- Causal agents: Ashbya gossypii, Eremothecium coryli, Aureobasidium pullulans
- Hosts: cotton, soybean, pecan, pomegranate, citrus, pistachio
- Vectors: hemipteran insects of the families Pentatomidae and Coreidae
- EPPO Code: NMATGO
- Distribution: Greece, Iran, Russia, California

= Stigmatomycosis =

Fungal disease affecting plants

Stigmatomycosis is a fungal disease that occurs in a number of crops, such as cotton, soybean, pecan, pomegranate, citrus, and pistachio. It has been reported on pistachio in Greece, Iran, Russia, and is frequently a problem in California pistachio orchards severely infested by hemipteran insects. In a 1989 survey in California, fruit with stigmatomycosis were found in 90% of samples collected from late June to mid-September and from all growing areas.

== Symptoms ==
Stigmatomycosis is characterized by a wet, smelly, rancid, slimy kernel.
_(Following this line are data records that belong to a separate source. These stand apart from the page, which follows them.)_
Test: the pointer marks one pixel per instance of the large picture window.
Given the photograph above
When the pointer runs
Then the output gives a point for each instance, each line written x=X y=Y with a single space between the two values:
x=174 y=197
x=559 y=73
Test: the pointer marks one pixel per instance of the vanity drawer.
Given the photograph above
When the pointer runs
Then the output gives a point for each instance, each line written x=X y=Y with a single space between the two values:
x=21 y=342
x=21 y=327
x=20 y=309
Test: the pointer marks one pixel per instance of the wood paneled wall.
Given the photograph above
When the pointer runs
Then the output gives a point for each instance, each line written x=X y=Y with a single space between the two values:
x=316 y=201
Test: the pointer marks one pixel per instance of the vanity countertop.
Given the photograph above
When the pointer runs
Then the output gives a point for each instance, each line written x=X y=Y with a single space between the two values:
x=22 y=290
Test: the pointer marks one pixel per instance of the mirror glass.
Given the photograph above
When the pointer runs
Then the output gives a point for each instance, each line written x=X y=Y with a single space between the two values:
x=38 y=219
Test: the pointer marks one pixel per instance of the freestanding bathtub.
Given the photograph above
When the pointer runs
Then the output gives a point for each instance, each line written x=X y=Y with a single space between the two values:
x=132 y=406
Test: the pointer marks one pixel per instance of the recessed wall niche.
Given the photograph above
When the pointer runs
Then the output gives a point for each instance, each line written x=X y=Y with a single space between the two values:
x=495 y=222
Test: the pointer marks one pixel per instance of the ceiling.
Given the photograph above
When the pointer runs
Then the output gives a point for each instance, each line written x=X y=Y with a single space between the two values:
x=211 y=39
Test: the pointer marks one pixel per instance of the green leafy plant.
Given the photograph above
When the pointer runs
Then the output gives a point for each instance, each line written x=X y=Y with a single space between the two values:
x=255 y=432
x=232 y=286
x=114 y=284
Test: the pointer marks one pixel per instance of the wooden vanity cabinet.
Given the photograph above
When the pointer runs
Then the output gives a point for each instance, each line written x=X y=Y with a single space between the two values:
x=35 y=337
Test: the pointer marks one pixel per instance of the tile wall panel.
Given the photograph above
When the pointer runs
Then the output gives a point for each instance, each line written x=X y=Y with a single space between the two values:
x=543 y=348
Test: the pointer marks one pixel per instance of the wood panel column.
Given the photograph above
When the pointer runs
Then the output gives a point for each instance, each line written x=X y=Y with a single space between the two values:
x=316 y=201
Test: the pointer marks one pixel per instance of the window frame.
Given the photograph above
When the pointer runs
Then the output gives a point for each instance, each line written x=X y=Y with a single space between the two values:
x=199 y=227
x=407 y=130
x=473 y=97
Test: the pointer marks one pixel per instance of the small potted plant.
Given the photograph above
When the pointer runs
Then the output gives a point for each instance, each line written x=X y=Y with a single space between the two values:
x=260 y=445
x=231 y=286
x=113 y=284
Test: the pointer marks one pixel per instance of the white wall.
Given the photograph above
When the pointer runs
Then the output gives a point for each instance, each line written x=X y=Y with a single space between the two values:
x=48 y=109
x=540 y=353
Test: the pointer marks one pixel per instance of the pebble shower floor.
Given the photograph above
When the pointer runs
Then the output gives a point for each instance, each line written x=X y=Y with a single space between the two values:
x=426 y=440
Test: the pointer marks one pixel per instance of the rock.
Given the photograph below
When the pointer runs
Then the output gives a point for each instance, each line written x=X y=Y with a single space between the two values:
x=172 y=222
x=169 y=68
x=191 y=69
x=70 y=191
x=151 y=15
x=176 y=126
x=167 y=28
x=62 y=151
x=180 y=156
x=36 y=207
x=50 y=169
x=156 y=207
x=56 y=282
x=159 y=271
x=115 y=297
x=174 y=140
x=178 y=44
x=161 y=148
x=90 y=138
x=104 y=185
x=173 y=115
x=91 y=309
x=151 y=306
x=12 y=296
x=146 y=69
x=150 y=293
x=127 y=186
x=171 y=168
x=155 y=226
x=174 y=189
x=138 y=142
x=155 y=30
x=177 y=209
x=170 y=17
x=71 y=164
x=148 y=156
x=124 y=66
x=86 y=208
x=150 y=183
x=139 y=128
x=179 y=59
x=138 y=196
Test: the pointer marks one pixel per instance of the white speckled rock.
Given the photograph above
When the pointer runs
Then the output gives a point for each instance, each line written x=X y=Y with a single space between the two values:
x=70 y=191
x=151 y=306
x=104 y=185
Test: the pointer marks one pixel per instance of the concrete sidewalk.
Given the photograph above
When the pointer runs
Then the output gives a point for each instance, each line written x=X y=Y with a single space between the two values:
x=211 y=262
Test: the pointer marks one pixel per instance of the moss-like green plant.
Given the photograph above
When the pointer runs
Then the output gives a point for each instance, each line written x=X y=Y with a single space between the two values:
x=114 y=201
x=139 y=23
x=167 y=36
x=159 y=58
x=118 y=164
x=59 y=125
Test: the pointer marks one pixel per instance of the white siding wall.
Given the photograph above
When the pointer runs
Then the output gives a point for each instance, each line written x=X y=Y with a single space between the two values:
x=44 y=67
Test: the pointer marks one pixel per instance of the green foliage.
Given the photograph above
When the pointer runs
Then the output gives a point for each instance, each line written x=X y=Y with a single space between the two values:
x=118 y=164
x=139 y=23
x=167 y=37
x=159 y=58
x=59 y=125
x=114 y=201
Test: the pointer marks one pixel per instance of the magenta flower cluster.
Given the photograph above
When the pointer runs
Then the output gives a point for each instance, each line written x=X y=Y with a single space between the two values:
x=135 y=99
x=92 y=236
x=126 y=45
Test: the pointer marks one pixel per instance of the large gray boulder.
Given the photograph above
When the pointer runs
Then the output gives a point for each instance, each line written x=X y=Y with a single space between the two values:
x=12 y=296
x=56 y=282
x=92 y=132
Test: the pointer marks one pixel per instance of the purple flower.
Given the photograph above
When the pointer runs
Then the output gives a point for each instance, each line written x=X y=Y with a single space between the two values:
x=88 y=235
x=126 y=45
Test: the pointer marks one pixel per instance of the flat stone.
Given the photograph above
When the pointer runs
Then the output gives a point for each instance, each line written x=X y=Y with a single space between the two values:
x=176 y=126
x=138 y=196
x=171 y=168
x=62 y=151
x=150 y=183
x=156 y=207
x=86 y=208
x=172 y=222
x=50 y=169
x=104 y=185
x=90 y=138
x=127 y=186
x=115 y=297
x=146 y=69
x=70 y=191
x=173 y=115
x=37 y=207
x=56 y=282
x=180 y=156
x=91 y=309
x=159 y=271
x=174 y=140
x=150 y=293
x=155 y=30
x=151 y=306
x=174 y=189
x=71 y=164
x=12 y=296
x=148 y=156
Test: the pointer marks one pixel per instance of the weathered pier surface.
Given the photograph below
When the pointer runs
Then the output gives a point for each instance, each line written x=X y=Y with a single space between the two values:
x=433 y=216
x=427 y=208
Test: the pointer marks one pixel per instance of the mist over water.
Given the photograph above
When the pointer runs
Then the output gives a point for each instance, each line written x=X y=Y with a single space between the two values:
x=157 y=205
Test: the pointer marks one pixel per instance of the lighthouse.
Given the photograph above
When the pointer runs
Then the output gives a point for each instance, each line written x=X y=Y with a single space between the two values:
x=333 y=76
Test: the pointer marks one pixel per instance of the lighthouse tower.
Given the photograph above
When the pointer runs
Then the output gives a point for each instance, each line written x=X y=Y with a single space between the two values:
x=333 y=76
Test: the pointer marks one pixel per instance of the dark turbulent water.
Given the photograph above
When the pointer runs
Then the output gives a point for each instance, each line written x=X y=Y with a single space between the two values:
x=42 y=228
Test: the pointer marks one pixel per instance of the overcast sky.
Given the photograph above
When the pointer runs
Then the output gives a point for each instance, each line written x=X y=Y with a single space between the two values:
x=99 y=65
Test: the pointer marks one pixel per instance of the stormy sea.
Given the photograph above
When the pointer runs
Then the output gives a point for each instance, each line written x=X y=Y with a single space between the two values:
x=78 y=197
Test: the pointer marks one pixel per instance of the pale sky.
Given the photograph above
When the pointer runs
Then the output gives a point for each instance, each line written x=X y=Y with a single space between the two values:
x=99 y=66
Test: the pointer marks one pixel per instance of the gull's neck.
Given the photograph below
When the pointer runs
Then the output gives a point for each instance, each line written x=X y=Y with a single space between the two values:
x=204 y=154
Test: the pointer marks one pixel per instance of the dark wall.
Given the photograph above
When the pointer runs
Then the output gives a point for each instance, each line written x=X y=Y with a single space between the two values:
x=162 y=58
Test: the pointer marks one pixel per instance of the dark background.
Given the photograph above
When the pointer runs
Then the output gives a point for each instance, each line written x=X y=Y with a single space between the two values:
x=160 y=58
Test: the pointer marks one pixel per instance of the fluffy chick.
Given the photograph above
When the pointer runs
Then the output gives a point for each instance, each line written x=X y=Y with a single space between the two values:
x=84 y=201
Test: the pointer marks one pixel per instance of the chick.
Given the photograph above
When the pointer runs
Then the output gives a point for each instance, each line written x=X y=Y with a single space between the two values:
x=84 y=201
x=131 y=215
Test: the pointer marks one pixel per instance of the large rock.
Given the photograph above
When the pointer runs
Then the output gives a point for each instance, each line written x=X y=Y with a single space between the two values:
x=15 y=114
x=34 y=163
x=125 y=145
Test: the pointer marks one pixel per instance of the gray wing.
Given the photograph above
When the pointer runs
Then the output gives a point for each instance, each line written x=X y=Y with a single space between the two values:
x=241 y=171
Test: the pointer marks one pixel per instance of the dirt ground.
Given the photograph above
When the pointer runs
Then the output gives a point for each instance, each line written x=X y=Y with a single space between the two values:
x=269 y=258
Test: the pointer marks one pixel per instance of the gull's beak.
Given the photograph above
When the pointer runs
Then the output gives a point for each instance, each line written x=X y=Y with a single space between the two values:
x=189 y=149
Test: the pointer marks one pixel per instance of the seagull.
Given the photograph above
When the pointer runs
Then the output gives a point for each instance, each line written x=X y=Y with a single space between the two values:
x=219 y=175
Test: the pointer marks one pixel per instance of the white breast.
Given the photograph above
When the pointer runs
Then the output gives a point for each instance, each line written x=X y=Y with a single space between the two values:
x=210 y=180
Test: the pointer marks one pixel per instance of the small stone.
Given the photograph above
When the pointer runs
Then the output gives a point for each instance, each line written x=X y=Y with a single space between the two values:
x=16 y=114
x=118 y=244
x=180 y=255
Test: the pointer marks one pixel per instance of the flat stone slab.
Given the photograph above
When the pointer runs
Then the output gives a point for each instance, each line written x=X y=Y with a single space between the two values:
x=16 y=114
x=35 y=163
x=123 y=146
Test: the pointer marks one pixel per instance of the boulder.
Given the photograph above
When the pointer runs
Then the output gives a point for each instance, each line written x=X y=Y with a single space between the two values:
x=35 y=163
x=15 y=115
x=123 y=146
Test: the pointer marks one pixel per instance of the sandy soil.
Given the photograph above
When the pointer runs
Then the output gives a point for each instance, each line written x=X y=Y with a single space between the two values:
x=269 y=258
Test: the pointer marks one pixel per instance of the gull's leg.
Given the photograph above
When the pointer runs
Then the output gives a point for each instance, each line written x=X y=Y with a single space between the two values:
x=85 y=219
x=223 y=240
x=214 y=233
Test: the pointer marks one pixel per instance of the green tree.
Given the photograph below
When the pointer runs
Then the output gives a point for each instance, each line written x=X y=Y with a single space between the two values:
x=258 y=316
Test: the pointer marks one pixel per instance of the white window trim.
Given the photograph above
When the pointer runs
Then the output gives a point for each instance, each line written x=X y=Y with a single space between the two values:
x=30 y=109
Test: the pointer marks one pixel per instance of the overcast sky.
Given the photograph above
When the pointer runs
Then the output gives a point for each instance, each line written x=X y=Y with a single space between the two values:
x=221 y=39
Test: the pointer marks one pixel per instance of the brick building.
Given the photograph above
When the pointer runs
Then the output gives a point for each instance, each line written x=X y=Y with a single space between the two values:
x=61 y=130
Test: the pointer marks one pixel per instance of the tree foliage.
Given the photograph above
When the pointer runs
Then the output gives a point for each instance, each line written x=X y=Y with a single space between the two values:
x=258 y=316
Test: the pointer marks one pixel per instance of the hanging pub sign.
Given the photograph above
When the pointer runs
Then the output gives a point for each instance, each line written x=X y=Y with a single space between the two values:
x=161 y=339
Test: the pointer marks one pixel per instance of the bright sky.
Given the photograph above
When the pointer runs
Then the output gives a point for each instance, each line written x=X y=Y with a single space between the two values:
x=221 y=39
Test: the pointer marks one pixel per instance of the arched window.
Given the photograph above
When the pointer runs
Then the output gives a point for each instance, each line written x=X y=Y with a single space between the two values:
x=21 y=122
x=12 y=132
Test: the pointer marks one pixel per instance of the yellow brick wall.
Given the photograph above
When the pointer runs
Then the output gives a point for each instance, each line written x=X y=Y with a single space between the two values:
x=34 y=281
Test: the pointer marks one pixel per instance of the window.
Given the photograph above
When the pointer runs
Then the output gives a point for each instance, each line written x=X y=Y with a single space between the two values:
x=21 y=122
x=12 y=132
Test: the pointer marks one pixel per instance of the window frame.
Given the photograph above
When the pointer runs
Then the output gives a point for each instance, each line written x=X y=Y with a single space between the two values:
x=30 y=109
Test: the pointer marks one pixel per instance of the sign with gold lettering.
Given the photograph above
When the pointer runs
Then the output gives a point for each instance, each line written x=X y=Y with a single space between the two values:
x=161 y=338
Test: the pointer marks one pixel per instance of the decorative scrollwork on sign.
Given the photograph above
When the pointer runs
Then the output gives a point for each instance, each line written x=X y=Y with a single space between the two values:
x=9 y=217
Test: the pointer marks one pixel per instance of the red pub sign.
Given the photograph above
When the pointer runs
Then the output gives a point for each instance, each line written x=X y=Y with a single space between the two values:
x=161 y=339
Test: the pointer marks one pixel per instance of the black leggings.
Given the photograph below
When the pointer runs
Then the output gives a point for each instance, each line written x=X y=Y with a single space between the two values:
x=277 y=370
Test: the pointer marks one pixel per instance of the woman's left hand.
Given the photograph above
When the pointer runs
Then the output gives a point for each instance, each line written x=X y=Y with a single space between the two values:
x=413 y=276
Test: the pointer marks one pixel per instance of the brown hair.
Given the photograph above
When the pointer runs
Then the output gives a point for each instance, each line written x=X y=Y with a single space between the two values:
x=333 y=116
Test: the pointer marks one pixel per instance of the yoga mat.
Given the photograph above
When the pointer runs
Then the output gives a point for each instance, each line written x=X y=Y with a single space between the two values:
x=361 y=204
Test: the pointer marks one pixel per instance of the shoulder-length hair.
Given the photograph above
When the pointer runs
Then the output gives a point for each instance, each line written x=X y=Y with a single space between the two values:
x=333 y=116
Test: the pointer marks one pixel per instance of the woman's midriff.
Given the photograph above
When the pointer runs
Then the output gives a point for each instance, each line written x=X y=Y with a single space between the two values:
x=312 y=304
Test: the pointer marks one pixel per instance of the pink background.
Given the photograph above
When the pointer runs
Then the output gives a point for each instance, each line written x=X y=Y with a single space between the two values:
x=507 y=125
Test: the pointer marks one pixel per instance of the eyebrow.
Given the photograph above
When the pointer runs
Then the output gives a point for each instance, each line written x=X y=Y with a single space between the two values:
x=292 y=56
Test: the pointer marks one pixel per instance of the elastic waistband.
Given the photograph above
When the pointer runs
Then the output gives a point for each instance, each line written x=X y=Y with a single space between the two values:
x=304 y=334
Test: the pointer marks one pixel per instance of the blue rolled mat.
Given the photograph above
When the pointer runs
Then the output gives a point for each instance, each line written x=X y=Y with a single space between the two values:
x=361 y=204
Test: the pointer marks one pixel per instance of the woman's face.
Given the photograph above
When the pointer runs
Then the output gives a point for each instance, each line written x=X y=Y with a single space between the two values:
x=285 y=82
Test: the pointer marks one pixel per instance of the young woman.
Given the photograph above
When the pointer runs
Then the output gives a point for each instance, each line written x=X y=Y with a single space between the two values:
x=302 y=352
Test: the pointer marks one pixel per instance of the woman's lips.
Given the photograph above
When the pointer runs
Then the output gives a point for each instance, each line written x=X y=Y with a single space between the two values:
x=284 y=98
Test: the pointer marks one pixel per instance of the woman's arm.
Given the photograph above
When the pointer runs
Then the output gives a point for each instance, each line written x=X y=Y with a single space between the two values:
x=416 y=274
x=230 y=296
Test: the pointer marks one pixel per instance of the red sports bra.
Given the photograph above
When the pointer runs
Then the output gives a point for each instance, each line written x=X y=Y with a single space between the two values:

Kernels with stigmatomycosis can be 1) small, dark green and partially developed with a brown funiculus, 2) well-developed, dark green and rancid, or 3) full-sized but abnormal, being white or light yellow and jelly-like, with a lobed appearance. In contrast, symptoms of kernel necrosis, which is caused by large hemipterans, are dry, punky, brown areas in the kernel. Sometimes, kernel necrosis and stigmatomycosis symptoms can be present in the same fruit.

== Causal organisms ==
Stigmatomycosis is caused by the filamentous fungi Ashbya gossypii, Eremothecium coryli (syn. Nematospora coryli), and Aureobasidium pullulans. All of them belong to the phylum of ascomycetes

== Disease cycle and epidemiology ==
The fungi causing stigmatomycosis are associated with hemipteran insects of the stinkbug families Pentatomidae and Coreidae. Hemipterans are common pests in pistachio orchards, and up to ten species have been found in California pistachio orchards. Three common stinkbug pests, Thyanta pallidovirens (Western red-shouldered stinkbug), Chlorochroa uhleri, Chlorochroa ligata, and a leaffooted bug, Leptoglossus clypealis (Coreidae), experimentally transmitted E. coryli, which caused typical symptoms of stigmatomycosis in pistachio kernels. Symptoms first appear in late June after pistachio shells have hardened, but the disease becomes frequent in July through September, a period that coincides with kernel development. Smaller hemipterans, such as Lygus and Calocoris, may carry but not transmit the pathogens because they are unable to puncture the firm fruit pericarp after the second part of May. Stigmatomycosis and kernel necrosis are worse in orchards irrigated by sprinklers than in those irrigated by drip, microjets, or flood. This suggests either greater humidity requirements for infection, more activity of hemipterans in sprinkler-irrigated orchards, or more abundant pathogen propagules.

== Control ==
Fungicides do not control stigmatomycosis but insecticides reduce hemipteran vector populations and the incidence of stigmatomycosis.